Co ja bym zrobiła bez moich skłonności masochistycznych! Ludzie na to mówią „ambicja” – trudno o większe nieporozumienie, ponieważ tej jestem akurat niemal całkowicie pozbawiona. Chcę natomiast pewnych rzeczy w sposób wytrwały, żarłoczny i niemożliwy do okiełznania. Na tyle, że moje wtorki zaczynają od jutra wyglądać dość katorżniczo: 9am-5pm praca, 5.15-6.45pm uczyć innych angielskiego, 8-11.30pm uczyć się francuskiego/niemieckiego (co drugi tydzień) i angielskiego (co tydzień). Środy będą trudne, ale trudno! Tymczasem dostałam dziś list od jednej uczennicy, która mi powiedziała, że nie będzie już chodzić na zajęcia, ponieważ po pracy nie ma siły się skupić na nauce, w związku z czym – świadoma przykrości tego wyboru – wybiera lenia. Zmartwiłam się, ale inaczej niż kiedyś. Ostatecznie uczę z zasady tylko chętnych, a i to nie potrwa wiecznie, ponieważ prędzej czy później planuję przestać mieć na to czas.

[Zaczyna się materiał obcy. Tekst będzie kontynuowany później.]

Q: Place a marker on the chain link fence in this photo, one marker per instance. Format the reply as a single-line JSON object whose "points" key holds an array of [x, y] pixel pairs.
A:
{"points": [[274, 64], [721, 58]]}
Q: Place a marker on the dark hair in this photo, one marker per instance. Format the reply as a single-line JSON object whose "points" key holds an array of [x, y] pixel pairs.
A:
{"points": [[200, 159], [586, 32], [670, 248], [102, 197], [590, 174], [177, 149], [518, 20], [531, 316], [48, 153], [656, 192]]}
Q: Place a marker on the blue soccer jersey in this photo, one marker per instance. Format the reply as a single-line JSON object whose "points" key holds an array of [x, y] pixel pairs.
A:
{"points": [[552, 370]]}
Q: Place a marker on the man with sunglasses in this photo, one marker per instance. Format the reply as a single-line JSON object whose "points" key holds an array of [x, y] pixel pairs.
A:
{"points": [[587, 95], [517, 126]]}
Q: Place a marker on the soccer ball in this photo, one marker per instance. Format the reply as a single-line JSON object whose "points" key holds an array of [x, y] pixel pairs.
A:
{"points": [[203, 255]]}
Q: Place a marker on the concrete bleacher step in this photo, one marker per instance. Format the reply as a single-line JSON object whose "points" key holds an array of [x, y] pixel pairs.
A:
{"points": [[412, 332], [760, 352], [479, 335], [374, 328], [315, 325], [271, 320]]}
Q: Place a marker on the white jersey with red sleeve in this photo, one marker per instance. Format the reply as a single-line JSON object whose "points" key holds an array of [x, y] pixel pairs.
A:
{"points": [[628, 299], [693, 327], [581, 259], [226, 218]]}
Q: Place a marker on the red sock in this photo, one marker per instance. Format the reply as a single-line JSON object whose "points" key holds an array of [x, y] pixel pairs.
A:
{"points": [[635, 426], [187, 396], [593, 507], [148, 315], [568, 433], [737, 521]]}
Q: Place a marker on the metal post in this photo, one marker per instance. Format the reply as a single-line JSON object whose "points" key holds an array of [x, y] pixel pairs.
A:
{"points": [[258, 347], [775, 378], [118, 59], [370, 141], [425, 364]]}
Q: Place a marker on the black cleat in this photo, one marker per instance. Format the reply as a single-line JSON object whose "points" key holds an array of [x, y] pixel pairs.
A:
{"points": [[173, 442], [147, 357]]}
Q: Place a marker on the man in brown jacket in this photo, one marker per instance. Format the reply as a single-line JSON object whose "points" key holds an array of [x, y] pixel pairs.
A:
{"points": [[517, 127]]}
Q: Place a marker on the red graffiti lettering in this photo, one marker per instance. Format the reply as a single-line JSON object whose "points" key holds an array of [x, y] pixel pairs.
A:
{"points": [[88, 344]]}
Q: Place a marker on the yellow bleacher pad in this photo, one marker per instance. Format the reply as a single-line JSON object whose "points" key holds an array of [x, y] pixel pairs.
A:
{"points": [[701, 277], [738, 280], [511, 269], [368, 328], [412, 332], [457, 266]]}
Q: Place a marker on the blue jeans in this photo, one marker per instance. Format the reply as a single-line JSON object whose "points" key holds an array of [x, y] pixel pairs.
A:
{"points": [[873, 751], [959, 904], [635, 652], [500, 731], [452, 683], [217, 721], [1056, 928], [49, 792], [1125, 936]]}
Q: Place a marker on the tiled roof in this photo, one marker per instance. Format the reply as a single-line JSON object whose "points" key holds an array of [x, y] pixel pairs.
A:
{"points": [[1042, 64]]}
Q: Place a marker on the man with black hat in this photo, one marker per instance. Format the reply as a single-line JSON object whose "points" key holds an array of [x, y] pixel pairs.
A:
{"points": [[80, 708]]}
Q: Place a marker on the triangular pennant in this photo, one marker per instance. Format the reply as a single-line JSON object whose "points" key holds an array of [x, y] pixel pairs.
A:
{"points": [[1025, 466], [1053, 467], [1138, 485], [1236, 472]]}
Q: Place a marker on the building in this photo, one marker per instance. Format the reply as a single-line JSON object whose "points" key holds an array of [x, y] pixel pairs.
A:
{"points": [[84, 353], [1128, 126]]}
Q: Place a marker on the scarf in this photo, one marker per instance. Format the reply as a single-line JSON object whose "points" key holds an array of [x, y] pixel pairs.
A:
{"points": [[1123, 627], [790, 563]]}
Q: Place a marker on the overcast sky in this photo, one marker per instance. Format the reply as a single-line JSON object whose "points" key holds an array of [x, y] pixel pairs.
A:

W nieustannej konfrontacji ze światem zewnętrznym zauważam, że liverator i ja w kilku aspektach konsekwentnie odmawiamy zestarzenia się, podczas gdy wszystko wokół wydaje się jakieś takie zesztywniałe i porządnie zakorzenione. (Kto by pomyślał, że będąc czymś tak sensu stricto trudnym, osiągnę punkt absolutnego zmęczenia samą sobą i wyrosnę ostatecznie na tak bardzo łatwą w obyciu i bezkonfliktową kreaturę!). Skostniali w drobnych przyzwyczajeniach ludzie wyjałowiają dusze w monotonnych, do bólu jednorodnych kręgach – żadnych świeżych poglądów zmuszających do przemyślenia spraw na nowo, żadnych intelektualnych wyzwań. Zabarykadowani w swych strefach komfortu i szczerze oddani walce o nienaganne przyleganie maski do facjaty żyją automatycznie, z pamięci. Zdolność nieskomplikowanej i bezkonfliktowej adaptacji: minus jeden.